Simplement, ce qui m’arrive, c’est que ma vie devient, de plus en plus, une looooooooongue et roooooooonde buuuuuuulllllle.


Ma bulle, le seul moyen qui me permet de gérer l’intranquillité.

M’isoler des stimuli sensitifs et sociaux. Dans L’Expérience de la pluie, Clélie Avit décrit de façon notable et marquante cette notion de BULLE, si importante dans la sphère autistique. Mes temps de bulle deviennent plus nombreux et plus longs: le temps de charge de mes batteries de petites cuillères augmente, au fur et à mesure que le temps passe. Comme avec les vieux téléphones, qu’il faut recharger plus longtemps, et de plus en plus souvent. Et qui se déchargent de plus en plus rapidement.


  • Rien de grave, donc, Docteur.

Je bulle

Tu bulles

Il bulle

Nous bullons

Vous bullez

Ils bullent


Les autistes.



«It's the most wonderful time of the year», c'est la plus belle période de l'année, chantaient en boucle les hauts-parleurs, dans les rues.


Noël. Et les fêtes de fin d'année. Et, cerise sur le gâteau, l'anniversaire de ma princesse, ma grande fille. Je suis heureuse, profondément, que mes enfants le pensent: Noël, les fêtes de fin d'année et l’anniversaire: la plus belle période de l'année. Pour eux.


A titre personnel, c'est une période compliquée, pour moi, depuis que je suis maman, notamment. Moi qui vit déjà dans un quotidien pas simple, où tout, la moindre chose «normale» (comme de prendre ma douche, par exemple, c'est toujours un défi. Clélie Avit le décrit si bien dans son livre. Elle illustre parfaitement, dans son roman, comment tout est question d'apprentissage(s): "je l'ai apprivoisée": la pluie, ou la douche) est question d’efforts adaptatifs à fournir, qui me consument et consomment une quantité d'énergie considérable. Noël et ses obligations sociales. Pas tout à fait évident. J'en ressors lessivée, vidée. Même si mon cercle social se restreint d'année en année, au fur et à mesure de mon avancée en âge, et de ma perte progressive de capacités à créer de nouvelles relations. Je préfère le mois de janvier, lorsque les attentes sociales et familiales se tassent, et que le froid hivernal se fait sentir. Comme une sorte de trêve, de pause sociale et sensorielle, au cœur de l'hiver. Lorsque même la nature fait silence. Tout se calme et devient paisible. S'il y avait un mois autiste, je pense que ce serait le mois de janvier. Lorsque même les neurotypiques sont saturés de fêtes, rencontres et repas.

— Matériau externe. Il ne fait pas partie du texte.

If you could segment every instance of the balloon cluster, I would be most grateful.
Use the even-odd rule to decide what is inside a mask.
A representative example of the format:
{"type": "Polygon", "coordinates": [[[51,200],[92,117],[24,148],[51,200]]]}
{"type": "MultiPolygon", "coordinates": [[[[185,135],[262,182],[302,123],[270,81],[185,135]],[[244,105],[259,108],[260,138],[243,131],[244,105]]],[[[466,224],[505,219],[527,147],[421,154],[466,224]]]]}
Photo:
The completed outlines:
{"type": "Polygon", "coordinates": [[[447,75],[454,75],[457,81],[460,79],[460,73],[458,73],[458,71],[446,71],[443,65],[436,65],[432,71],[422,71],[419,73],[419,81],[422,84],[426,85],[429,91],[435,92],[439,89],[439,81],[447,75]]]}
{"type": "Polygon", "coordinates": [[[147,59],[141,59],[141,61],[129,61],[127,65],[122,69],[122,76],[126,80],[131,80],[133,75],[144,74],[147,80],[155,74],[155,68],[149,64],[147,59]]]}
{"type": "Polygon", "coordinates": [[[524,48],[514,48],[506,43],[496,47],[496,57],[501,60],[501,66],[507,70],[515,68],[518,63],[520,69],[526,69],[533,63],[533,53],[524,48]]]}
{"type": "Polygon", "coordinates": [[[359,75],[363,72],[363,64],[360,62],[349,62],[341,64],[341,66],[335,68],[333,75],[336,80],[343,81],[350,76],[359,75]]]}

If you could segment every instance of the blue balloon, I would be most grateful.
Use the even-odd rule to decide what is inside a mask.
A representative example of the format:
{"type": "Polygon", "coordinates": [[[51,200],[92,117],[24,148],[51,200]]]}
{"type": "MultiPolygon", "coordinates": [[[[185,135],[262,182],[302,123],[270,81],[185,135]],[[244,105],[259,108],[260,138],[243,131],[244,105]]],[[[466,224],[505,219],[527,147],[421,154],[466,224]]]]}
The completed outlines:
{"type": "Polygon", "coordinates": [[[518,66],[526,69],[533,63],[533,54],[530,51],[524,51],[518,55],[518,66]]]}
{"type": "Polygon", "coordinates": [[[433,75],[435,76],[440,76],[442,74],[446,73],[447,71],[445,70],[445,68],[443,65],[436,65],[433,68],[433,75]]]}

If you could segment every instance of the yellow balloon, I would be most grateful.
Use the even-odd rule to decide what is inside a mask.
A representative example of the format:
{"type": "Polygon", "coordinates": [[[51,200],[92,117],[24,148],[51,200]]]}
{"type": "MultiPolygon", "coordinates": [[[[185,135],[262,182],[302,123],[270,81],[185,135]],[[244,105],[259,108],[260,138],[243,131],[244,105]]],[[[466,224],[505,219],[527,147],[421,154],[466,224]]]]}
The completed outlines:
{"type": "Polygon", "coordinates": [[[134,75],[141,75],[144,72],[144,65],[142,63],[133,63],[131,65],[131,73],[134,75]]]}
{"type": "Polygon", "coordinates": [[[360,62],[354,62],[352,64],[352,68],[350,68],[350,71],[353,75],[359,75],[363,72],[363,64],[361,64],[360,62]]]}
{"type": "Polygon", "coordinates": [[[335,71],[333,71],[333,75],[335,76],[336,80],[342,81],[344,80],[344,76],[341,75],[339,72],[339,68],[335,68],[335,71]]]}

Lorsque même eux, ces gens normaux, qui aiment les fêtes et les retrouvailles sociales et familiales, se mettent en jeûne, détox et pause, après les fêtes. JANVIER, l'idéal pour une cure détox: sensorielle et relationnelle. Le paradis des autistes. Quelque chose qui ressemble au bonheur, car tout se pose, s'apaise et ralentit. Comme dans mon post Mémoriel sensoriel, dans lequel je décris les moments les plus heureux de ma vie, enfant, en haut des pistes de ski de la petite station familiale, seule, entourée de sommets alpins.






Même aller chez le coiffeur devient possible en janvier, pour les autistes. Car les premiers n'ont plus de clientèle, chacun devant refaire sa tirelire post-festivités. Les seconds, donc, peuvent savourer un salon de coiffure vide, sans personne d'autre que l'artisan des cheveux. La torture, annuellement tolérée, chez le coiffeur, en deviendrait presque agréable, en ce début d'année. Car il est périlleux de garder son casque antibruit sur les oreilles, lorsque Edward aux mains d'argent travaille sur son chef, sans couvre-chef, car c'est mieux pour les ciseaux. Moi qui travaille trop du chapeau, je me dois d'être prudente avec leurs ciseaux ;-) .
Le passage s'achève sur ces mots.